Pourquoi Li Ka-shing, le "Piketty milliardaire" hongkongais a perdu le sommeil...

Par latribune.fr  |   |  389  mots
"Notre gouvernement doit introduire de nouvelles mesures pour permettre une meilleure dynamique aux politiques de redistribution," a expliqué la première fortune de Hong-Kong, devant un parterre d'étudiants de l'Université de Hong-Kong. (Photo : Reuters) (Crédits : Reuters)
Les inégalités ont rendu insomniaque Li Ka-shing, première fortune de Hong-Kong, âgée de 85 ans.

Aurait-on trouvé un Thomas Piketty hong-kongais en la personne de Li Ka-shing, milliardaire et première fortune de l'ancienne colonie britannique? L'homme âgé de 85 ans, toujours président du groupe Hutchison Whampoa affirmait vendredi devant un parterre d'étudiants de l'Université de Hong-Kong:

"J'ai peur que les inégalités de revenus et d'opportunités grandissantes, restées sans réponse, deviennent la nouvelle norme",

Un constat qui l'empêche même de trouver le sommeil... 
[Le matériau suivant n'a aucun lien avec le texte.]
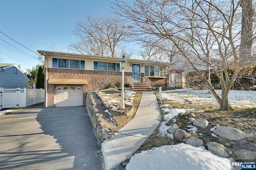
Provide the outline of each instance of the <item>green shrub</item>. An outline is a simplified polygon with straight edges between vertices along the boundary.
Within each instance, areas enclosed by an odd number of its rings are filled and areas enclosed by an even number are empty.
[[[117,88],[121,88],[121,86],[122,86],[122,83],[120,82],[117,82],[116,83],[115,85]]]
[[[114,84],[112,81],[110,81],[105,86],[104,89],[109,89],[110,88],[114,88],[116,89],[116,86]]]

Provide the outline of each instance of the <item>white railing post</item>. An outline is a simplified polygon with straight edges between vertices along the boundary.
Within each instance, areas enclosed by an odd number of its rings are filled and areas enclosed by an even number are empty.
[[[34,89],[34,104],[36,104],[36,88]]]
[[[41,101],[41,101],[41,102],[42,102],[42,89],[41,88],[40,89],[40,98],[41,98]]]
[[[0,111],[2,110],[2,89],[0,88]]]
[[[19,106],[20,106],[20,89],[19,88],[17,88],[17,89],[16,89],[16,93],[17,94],[17,95],[16,96],[17,97],[17,105],[16,105],[16,106],[17,106],[17,107],[16,108],[19,108]]]

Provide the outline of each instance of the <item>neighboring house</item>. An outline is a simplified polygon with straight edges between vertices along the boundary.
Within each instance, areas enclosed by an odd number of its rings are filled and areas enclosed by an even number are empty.
[[[0,63],[0,88],[28,88],[29,81],[16,64]]]
[[[46,107],[84,105],[88,92],[104,88],[110,81],[122,82],[120,58],[38,51],[44,56]],[[142,83],[146,77],[152,87],[172,84],[168,63],[127,60],[126,78],[132,77],[135,82]]]

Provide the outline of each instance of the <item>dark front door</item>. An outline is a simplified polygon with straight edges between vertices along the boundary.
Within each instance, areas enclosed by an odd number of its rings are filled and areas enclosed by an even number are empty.
[[[132,79],[135,83],[140,83],[140,65],[132,65]]]

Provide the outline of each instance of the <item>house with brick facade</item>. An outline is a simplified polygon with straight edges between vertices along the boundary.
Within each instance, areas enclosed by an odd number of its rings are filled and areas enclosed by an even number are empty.
[[[44,56],[45,106],[85,105],[88,92],[103,89],[110,81],[122,82],[120,58],[38,50]],[[167,63],[126,59],[125,83],[168,86]],[[135,87],[134,87],[135,88]]]

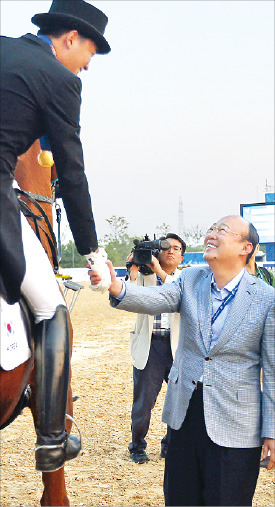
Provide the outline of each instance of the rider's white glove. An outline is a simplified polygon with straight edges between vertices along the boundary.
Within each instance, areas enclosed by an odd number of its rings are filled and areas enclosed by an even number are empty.
[[[97,290],[100,292],[106,292],[111,285],[110,270],[106,264],[107,254],[104,248],[99,248],[98,252],[91,252],[85,255],[90,267],[93,271],[96,271],[101,280],[97,285],[90,285],[90,289]]]

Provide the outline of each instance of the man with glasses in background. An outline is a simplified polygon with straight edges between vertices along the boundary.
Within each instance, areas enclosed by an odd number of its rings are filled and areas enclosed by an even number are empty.
[[[183,260],[185,242],[177,235],[169,233],[165,238],[170,243],[169,250],[161,250],[158,259],[153,256],[150,268],[152,274],[143,275],[134,264],[130,269],[130,282],[149,287],[176,280],[181,270],[178,265]],[[132,261],[131,253],[127,261]],[[168,374],[179,338],[179,313],[137,315],[135,330],[130,333],[131,355],[133,361],[134,400],[132,406],[132,442],[129,444],[130,458],[135,463],[144,463],[146,454],[145,437],[149,430],[151,411],[156,403],[163,381],[168,382]],[[161,441],[162,458],[167,453],[167,434]]]
[[[275,467],[274,289],[245,269],[257,243],[251,223],[224,217],[205,237],[209,266],[162,287],[123,286],[108,263],[112,306],[180,312],[163,409],[166,505],[252,505],[262,446]]]

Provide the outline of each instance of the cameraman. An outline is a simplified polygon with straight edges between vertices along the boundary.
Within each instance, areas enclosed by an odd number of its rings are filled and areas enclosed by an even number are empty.
[[[164,239],[164,238],[162,238]],[[160,250],[159,258],[152,256],[148,265],[153,273],[142,275],[132,265],[130,282],[144,287],[162,285],[177,279],[181,273],[178,265],[183,260],[185,242],[177,234],[167,234],[169,250]],[[127,257],[132,261],[133,253]],[[129,282],[128,282],[129,283]],[[151,411],[161,390],[162,382],[168,381],[179,337],[179,314],[151,316],[138,314],[135,330],[130,333],[133,360],[134,400],[132,406],[132,442],[129,444],[130,458],[135,463],[144,463],[149,458],[145,452],[145,436],[149,429]],[[167,435],[161,441],[161,457],[166,456]]]

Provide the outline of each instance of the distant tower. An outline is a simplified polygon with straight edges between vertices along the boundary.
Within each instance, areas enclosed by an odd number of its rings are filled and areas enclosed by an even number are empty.
[[[183,206],[182,206],[181,195],[180,195],[180,198],[179,198],[179,236],[181,238],[183,238],[183,236],[184,236]]]

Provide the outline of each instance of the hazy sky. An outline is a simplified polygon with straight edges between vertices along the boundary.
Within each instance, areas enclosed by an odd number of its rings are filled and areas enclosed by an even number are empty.
[[[273,0],[110,0],[109,55],[82,72],[81,139],[99,238],[207,227],[274,191]],[[51,1],[1,0],[1,33]]]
Un seul traitement : la lutte contre les inégalités

Pourtant, "je me sens béni d'avoir vu plus de choses que ce dont je pourrais me souvenir", a-t-il confié. Et ses amis ont bien tenté de lui conseiller "des tonnes de traitements plus efficaces les uns que les autres". Mais rien n'y a fait, le mal est trop grand :

"Les inégalités sont sans doute inévitables car certains sont tout simplement meilleurs que d'autres pour saisir les opportunités que la mondialisation et la connaissance de l'économie permettent (...) mais notre gouvernement doit introduire de nouvelles mesures pour permettre une meilleure dynamique aux politiques de redistribution, afin d'atteindre un bon équilibre entre équité et objectifs économiques".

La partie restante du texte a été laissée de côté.